The main air pollutants are particulate matter mainly containing soot called PM and nitrogen oxides, but these are in a trade-off relationship, and it is extremely difficult to reduce both at the same time.

In order to solve this problem, automobile manufacturers and the like are advancing the improvement of the engine and the development of the trap that collects PM, but the effect has not yet been sufficiently achieved, and the problem of deterioration of fuel and the like has been encountered. Is also occurring.
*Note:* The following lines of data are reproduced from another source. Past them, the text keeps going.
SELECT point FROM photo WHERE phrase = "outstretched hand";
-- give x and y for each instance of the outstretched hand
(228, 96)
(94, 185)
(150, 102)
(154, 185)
On the other hand, attempts have been made to reduce the emission of air pollutants by using fuel additives.
For example, JP-B-61-37314, JP-A-2-142894, JP-A-4-213391 and the like are methods using a metal salt of an overbased organic acid, and JP-A-61-188493. JP-A-63-77995 and JP-A-63-77995 disclose methods using hydroperoxide.

[0005]

However, all of these additives are not sufficiently effective, and it is difficult to meet the emission control value which will be further strengthened in the future. Development is desired.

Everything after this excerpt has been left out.